そして他の者達の様に暑さにもめげておらずだ。そして言ったのである。
「よいな」
「畏まりました。それでは」
ここでだ。暫く黙っていた川尻が柴田に応えた。
「まずは敵の布陣する場所まで向かいましょう」
「問題はその場所ですな」
「一体何処なのか」
金森と中川もいた。まさに織田家の武辺者が揃っている。
そしてその彼等がだ。口々に言うのだった。
「このままただ進んでも何にもなりませぬ」
「敵の場所に向かうのですが」
「敵の場所はもうわかっておる」
そこはだとだ。
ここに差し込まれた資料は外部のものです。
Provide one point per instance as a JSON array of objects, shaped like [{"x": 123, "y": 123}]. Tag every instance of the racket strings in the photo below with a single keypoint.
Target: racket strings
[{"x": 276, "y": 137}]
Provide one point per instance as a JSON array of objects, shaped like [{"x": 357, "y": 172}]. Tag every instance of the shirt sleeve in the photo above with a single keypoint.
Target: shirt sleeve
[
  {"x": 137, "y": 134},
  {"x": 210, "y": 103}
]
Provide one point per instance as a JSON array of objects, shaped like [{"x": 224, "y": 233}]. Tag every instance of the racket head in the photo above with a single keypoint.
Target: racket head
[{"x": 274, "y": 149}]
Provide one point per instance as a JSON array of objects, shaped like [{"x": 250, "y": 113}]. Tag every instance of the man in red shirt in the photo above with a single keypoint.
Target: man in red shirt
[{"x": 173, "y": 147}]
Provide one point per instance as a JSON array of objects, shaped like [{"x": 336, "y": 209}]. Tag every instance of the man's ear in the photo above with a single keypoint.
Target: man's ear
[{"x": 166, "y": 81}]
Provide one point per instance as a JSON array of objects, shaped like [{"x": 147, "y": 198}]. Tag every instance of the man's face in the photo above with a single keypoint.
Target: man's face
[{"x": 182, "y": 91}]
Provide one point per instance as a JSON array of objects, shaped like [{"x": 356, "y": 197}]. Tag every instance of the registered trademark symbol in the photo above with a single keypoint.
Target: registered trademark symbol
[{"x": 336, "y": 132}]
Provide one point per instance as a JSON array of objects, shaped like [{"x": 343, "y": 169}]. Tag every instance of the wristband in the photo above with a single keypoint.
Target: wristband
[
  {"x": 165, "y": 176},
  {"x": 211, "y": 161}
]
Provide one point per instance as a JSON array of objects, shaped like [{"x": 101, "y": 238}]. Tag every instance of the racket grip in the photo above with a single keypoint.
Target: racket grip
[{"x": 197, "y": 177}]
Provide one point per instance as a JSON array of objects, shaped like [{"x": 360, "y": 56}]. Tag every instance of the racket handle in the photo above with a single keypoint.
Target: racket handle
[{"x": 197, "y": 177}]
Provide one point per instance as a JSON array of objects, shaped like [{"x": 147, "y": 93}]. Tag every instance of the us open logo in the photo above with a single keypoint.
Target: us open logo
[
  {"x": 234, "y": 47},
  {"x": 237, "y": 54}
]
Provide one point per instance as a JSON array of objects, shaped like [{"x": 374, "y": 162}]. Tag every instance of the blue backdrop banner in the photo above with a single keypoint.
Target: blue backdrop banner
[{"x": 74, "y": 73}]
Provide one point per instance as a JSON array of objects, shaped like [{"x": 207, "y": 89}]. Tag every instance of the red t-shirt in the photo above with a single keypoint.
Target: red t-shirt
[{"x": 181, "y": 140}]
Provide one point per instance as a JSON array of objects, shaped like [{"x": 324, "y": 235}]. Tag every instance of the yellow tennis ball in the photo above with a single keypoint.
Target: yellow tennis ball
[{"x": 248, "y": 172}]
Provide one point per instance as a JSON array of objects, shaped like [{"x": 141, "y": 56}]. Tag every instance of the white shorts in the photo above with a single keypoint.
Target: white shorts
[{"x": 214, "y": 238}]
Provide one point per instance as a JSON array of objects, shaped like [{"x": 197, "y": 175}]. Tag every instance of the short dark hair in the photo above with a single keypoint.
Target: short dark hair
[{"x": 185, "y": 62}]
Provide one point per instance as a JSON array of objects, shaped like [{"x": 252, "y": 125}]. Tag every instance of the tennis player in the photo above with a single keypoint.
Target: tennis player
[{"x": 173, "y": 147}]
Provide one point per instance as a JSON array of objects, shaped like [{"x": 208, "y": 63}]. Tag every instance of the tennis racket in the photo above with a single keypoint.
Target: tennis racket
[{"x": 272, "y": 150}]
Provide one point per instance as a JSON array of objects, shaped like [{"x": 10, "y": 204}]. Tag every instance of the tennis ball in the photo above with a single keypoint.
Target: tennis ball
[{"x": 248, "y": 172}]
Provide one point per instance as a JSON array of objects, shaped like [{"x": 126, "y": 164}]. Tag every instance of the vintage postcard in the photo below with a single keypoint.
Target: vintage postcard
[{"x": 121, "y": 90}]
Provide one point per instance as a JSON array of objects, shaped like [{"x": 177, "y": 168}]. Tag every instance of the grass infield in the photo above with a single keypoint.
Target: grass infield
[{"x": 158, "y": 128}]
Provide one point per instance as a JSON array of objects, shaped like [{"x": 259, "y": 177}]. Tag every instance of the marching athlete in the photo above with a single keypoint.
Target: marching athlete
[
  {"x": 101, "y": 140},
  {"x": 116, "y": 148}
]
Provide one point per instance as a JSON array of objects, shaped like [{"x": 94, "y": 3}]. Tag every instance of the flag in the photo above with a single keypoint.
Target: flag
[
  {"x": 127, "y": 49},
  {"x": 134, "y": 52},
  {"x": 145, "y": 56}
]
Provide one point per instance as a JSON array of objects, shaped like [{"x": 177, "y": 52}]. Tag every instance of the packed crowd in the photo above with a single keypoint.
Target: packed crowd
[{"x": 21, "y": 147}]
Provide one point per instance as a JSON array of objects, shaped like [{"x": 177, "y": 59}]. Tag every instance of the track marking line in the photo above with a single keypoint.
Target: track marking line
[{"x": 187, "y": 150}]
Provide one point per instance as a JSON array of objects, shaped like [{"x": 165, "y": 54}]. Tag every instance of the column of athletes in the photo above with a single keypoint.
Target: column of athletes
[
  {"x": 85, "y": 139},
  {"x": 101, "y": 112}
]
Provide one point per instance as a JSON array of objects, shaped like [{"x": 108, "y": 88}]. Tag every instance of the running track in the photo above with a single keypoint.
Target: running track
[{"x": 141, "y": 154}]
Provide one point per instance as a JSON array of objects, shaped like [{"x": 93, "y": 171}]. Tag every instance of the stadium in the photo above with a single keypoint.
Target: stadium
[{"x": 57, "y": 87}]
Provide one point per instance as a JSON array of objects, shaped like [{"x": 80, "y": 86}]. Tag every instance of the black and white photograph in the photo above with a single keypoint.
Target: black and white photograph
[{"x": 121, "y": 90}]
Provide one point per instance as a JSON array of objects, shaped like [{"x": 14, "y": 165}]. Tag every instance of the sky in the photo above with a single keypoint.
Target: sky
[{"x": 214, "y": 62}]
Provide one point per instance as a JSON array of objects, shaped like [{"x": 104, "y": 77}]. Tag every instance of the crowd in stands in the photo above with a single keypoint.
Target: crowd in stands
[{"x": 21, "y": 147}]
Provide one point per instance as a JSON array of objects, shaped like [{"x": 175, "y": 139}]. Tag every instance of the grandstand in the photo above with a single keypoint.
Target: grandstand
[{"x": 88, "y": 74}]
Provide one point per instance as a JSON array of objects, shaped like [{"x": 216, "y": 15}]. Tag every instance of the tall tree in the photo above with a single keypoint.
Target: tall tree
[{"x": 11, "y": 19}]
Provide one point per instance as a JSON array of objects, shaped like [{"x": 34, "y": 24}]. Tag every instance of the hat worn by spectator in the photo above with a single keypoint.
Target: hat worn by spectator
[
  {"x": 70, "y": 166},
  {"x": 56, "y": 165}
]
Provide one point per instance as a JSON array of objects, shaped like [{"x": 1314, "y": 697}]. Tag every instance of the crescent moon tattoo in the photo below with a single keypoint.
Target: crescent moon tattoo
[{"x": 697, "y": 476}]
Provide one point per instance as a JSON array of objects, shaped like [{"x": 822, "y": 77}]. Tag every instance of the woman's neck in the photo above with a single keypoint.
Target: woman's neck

佐久間が来た。織田家の武の二枚看板が揃った。
その二枚看板のもう一人佐久間も汗を流していた。しかしそれに怯むことなくだ。彼はこう言ったのである。
「先程物見が帰ってきた」
「して六角の居場所は」
「そこは」
「野州川じゃ」
そこだというのだ。
「そこにおる」
「野州川ですか」
「そこにですか」
「そうじゃ。そこの向かい側におる」
六角の軍勢の陣はそこだというのだ。